One thing I would highly recommend is having a script to create or update the data for your environment(s), whether they be non-production or production. This could be in the form of a Node or .NET script, or a simple Postman collection that you run. Note that entities need to be created in a certain order (eg. catalogs before categories before products) and that when creating a new environment from scratch you may have a couple of manual steps, such as copying the API keys (which have IDs generated on creation) to impersonation configs.
After Launch
Of course, things don't end after launch! It's important to sanity check not only your visitor-facing content (and check for any broken links) but also monitor how things are running behind the scenes.

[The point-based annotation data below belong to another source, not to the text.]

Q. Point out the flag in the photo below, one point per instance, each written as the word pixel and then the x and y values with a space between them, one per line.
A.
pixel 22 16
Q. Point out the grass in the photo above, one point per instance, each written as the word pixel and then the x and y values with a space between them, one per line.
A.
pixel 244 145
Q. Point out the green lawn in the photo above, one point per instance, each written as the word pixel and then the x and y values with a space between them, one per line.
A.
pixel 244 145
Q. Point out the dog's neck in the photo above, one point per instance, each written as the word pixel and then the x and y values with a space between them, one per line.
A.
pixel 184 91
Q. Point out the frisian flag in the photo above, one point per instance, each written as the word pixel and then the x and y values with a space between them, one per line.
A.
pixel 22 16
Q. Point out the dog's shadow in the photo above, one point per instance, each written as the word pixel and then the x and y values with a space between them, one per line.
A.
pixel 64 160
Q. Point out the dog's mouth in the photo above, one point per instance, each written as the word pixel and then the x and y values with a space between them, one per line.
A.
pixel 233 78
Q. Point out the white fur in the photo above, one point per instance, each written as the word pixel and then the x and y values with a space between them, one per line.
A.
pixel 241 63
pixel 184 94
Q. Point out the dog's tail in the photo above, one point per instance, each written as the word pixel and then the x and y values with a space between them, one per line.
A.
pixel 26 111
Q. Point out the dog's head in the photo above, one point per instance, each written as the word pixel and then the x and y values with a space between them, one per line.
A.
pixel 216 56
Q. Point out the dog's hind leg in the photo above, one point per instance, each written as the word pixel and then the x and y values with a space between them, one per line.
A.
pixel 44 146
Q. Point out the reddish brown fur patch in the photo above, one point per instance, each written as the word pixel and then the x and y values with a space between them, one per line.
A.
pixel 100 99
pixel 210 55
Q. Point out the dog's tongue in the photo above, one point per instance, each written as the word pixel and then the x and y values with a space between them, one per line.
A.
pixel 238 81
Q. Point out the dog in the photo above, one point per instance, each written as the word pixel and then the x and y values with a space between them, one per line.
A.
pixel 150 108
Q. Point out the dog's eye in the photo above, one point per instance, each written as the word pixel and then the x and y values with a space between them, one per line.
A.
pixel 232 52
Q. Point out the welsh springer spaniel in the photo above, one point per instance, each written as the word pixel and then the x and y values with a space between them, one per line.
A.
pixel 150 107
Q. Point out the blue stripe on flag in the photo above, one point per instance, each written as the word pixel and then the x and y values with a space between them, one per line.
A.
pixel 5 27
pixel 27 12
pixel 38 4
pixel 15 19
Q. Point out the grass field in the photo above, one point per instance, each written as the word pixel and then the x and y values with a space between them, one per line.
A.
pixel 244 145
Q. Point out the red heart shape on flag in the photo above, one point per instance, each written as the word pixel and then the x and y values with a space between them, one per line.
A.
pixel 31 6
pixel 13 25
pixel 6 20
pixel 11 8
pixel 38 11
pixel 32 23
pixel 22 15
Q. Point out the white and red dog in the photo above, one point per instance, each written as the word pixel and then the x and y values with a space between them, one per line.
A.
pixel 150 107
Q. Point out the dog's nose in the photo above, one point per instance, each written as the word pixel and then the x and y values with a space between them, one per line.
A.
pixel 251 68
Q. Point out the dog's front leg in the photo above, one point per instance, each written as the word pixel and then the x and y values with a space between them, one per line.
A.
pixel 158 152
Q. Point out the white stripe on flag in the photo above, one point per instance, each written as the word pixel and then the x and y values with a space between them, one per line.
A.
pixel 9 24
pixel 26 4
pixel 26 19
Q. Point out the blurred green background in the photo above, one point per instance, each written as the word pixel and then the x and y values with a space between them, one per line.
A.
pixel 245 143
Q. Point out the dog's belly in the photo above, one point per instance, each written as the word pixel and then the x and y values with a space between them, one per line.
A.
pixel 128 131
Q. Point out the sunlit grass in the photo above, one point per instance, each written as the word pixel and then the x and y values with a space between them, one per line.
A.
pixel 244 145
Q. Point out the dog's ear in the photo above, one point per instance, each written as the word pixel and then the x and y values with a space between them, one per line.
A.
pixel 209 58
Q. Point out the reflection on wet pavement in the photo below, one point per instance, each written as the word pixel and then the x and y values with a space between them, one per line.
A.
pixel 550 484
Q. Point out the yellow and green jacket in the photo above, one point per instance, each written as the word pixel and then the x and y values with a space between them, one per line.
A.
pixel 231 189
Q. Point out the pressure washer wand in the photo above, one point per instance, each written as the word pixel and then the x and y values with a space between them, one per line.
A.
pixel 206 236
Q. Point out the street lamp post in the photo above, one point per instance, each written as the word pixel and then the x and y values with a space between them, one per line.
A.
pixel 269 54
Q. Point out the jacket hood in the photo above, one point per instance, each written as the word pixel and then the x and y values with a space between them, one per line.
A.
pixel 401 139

Make sure you keep a close eye on, at least:
- your server metrics,
- your logs,
- analytics - your visitor count, and any purchase data,
- your pagespeed score,
- your SEO ranking
It's not specific to a commerce implementation, but you should always ensure that you have sufficiently detailed logging to allow you to debug issues. Make sure you're not just logging that an error occurred, but who triggered it, what they were trying to do, and any other context which you may need to associate the debug log with an email or support ticket that customers may raise. When you're dealing with a commerce site you have the
Finally, ensure you scale your servers based on your metrics (or better yet, implement auto-scaling) to ensure you're not over-spending!
Conclusion
While undertaking an enterprise commerce site build can be a mammoth and daunting task, having a solid understanding of your requirements and tools, as well as keeping things simple for first launch, can go a long way to keeping things manageable (dare I say enjoyable?). Sitecore has been around forever at this point, its capabilities are well known and documented, and they play very well when cooperating with OrderCloud (a relatively new player by comparison). While OrderCloud has a couple of limitations (which may affect you more than it did us) it is an easy to use, flexible, and performant solution, which should allow you to get up and running quickly and painlessly. If in doubt, reach out to Sitecore and see if you can get access to an OC Solution Engineer to assist with you on your journey.
This ended up being quite the essay, and I considered breaking this into
multiple blog posts, but hopefully it's easy to skim and come back to
later where required to refresh your memory. Hope you enjoyed the read and got something out of it. Good luck on your commerce journey!